Elisabeth Wild, whose colorful collages disorient notions of perspective and architecture and were among the many surprises of Documenta 14 in 2017, has died at home in Guatemala. She had turned 98 earlier this month.
Wild is best known for her collages, which she began exhibiting internationally in 2014 as part of a midcareer survey for her daughter, artist Vivian Suter, at the Kunsthalle Basel in Switzerland. She participated in the show at Suter’s invitation. Wild had fully dedicated herself to art-making since 1996, when she moved from Switzerland to Panajachel, Guatemala, to be closer to Suter and Suter’s son, Panchito. (Suter had lived in Basel from 1962 until 1983, when she moved to Guatemala.)
The pieces by Wild that were included in the Kunsthalle Basel show were called “Fantasías” (Fantasies) and were created by culling the pages of various lifestyle magazines. The works are small and intimate—most measure no more than 10 inches high or wide—but the worlds that Wild created with them feel monumental and even fantastical: twisting staircases, soaring pillars, abstract forms that resembled kidney-shaped pools.

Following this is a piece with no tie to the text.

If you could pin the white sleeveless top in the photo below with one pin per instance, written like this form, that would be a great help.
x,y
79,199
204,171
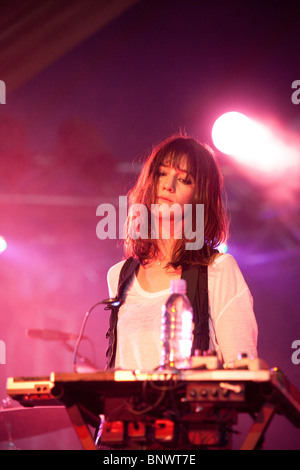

During her lifetime, Wild had very few solo exhibitions. According to her CV, her first was in 2001 at Panajachel Gallery, where she showed a group of paintings, and her next was at her gallery in Guatemala City, Proyectos Ultravioleta, in 2014. At Ruberta, a collaborative exhibition space in Glendale, California, that is owned by five galleries in Latin America, Proyectos Ultravioleta gave Wild her first solo exhibition in the United States.
She showed her work primarily in the context of two-person exhibitions with Suter, at the Mistake Room in Los Angeles in 2015, Proyectos Ultravioleta in 2016, Karma International in Los Angeles in 2017, and the Power Plant in Toronto in 2018. She also staged an exhibition with Naufus Ramírez Figueroa in 2017 at Greengrassi gallery in London, as part of Condo.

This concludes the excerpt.